Violent crime is more common in hot climates and now researchers have come up with a theory to explain why.
They have developed a model called called CLASH - (Climate Aggression, and Self-control in Humans) - that goes beyond the simple fact that hotter temperatures seem to be linked to more aggressive behaviour.
The researchers believe that hot climates and less variation in seasonal temperatures lead to a faster life strategy, less focus on the future, and less self-control - all of which contribute to more aggression and violence.
Study lead author Professor Paul van Lange, a professor of psychology at Vrije Universiteit Amsterdam, said: “Climate shapes how people live, it affects the culture in ways that we don’t think about in our daily lives.
“We believe our model can help explain the impact of climate on rates of violence in different parts of the world.”
Many studies have shown that levels of violence and aggression are higher in hot climates.
But Prof Brad Bushman, of Ohio State University in the US, said: “The two leading explanations of why that is so aren’t satisfactory.”
The General Aggression Model, which Prof Bushman helped develop, suggests hot temperatures make people uncomfortable and irritated, which makes them more aggressive.
He said: “But that doesn’t explain more extreme acts, such as murder.”
Another explanation, Routine Activity Theory, is that people are outdoors and interacting more with others when the weather is warm, which leads to more opportunities for conflict.
But that doesn’t explain why there’s more violence when the temperature is 35 than when it is 24C - even though people might be outside under both circumstances.
The CLASH model states that it is not just hotter temperatures that lead to more violence - it is also climates that have less seasonal variation in temperature.
Maria Rinderu, also of VU Amsterdam, said: “Less variation in temperature, combined with heat, brings some measure of consistency to daily life.”
She said that means there is less need to plan for large swings between warm and cold weather. The result is a faster life strategy that isn’t as concerned about the future and leads to less need for self-control.
Prof Van Lange added: “Strong seasonal variation in temperature affects culture in powerful ways.
“Planning in agriculture, hoarding, or simply preparing for cold winters shapes the culture in many ways, often with people not even noticing it. But it does shape how much a culture values time and self-control.
“If there is less variation, you’re freer to do what you want now, because you’re not preparing foods or chopping firewood or making winter clothes to get you through the winter. You also may be more concerned with the immediate stress that comes along with parasites and other risks of hot climates, such as venomous animals “
People living in these climates are oriented to the present rather than the future and have a fast life strategy - they do things now.

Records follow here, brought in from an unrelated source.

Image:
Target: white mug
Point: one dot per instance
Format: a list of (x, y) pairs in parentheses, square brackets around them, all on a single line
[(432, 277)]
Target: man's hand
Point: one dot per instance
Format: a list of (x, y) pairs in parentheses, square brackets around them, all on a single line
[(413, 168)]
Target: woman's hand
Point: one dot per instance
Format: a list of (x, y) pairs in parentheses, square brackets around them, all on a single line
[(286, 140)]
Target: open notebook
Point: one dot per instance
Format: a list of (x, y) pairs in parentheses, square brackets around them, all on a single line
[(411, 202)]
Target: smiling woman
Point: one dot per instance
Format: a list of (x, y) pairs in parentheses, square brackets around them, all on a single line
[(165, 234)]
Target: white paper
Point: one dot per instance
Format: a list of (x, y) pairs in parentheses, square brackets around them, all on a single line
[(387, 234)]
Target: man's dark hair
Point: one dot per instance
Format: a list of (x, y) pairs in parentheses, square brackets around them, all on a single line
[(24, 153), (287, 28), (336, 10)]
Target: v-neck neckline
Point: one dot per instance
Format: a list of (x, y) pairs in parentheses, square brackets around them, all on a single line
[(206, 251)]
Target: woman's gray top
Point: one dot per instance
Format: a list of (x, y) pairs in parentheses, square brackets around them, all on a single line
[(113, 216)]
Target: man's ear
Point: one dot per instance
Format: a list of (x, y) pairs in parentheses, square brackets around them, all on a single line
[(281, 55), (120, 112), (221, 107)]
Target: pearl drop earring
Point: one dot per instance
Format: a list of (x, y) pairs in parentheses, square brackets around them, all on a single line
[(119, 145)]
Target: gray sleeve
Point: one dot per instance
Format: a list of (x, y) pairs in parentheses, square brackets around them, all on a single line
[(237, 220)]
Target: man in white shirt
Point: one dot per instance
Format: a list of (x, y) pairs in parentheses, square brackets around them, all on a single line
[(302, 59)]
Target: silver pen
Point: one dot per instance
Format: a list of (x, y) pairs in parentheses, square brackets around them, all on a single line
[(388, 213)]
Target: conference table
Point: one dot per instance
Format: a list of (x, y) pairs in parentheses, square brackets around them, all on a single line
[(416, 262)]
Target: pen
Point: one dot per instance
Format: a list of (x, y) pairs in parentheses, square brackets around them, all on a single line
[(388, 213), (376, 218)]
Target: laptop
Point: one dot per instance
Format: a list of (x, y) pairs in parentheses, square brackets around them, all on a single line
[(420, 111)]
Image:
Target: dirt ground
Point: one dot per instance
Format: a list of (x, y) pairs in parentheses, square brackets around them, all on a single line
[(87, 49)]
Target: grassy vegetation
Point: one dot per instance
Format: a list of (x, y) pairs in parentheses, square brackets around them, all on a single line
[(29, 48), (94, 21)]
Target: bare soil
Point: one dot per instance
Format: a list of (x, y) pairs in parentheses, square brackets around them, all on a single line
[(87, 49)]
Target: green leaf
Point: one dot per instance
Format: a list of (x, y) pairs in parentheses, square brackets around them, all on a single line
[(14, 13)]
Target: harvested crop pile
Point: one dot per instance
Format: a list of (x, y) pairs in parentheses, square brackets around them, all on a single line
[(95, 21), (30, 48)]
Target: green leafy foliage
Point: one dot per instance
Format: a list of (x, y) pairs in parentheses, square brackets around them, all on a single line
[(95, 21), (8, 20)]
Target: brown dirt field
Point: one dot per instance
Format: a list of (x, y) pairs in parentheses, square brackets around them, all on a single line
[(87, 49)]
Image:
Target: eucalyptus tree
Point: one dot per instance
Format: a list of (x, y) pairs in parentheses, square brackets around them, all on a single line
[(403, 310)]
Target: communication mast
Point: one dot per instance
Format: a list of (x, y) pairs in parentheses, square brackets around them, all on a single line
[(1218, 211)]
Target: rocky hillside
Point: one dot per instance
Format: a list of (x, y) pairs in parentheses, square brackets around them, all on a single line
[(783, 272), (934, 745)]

Prof Bushman said: “We see evidence of a faster life strategy in hotter climates with less temperature variation - they are less strict about time, they have less use of birth control, they have children earlier and more often.”
He said with a faster life strategy and an orientation toward the present, people have to practice less self-control which can lead people to react more quickly with aggression and sometimes violence.
Prof Van Lange added: “How people approach life is a part of culture and culture is strongly affected by climate.
“Climate doesn’t make a person, but it is one part of what influences each of us. We believe it shapes the culture in important ways.
“We believe CLASH can help account for differences in aggression and violence both within and between countries around the world.
“We think it provides a strong framework for understanding the violence differences we see around the world.”
The findings were published online by the journal Behavioural and Brain Sciences.